There are several Postgres regress test failures that have been unaddressed for a long period of time. The majority of these are in the CentOS ASAN build mode. Here are a list of tests to look into:

  • TestPgRegressBetaFeature
  • TestPgRegressFeature
  • TestPgRegressMisc
  • TestPgRegressPgMisc
  • TestPgRegressPgMiscIndependent

This issue will serve to track the progress and investigation on these tests.

@jaki jaki added area/ysql Yugabyte SQL (YSQL) kind/failing-test Tests and testing infra labels Sep 20, 2019
@jaki
Copy link
Contributor Author

jaki commented Sep 20, 2019

I begin with a few details that I have picked up. There are two prominent failures:

  • Memory leaks: For ASAN, when a memory leak is detected, the exit code of the process becomes non-zero. As @mbautin has mentioned, some memory leaks shouldn't be tracked (I suppose they are false positives), so there are environment variables that are used to suppress such leaks from showing up. A related issue highlighting this is issue Set more env vars for ASAN yb-ctl #2372. The memory leaks should be investigated to see whether they are genuine leaks or they should be suppressed.

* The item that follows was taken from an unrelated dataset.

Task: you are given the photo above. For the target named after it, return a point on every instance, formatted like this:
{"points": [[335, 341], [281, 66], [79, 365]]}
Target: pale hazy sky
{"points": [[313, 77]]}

  • RPC timeouts: This happens even in a DEBUG build. Here are some errors that I have gathered from the TestPgRegressFeature java test:

    • Postgres regress test yb_feature_temp has ERROR: Timed out: Read RPC to 127.160.221.135:21464 timed out after 19.861s or similar after the statement CREATE TEMP TABLE temptest (col int);. On ASAN, it also exits with exit code 1 due to memory leaks.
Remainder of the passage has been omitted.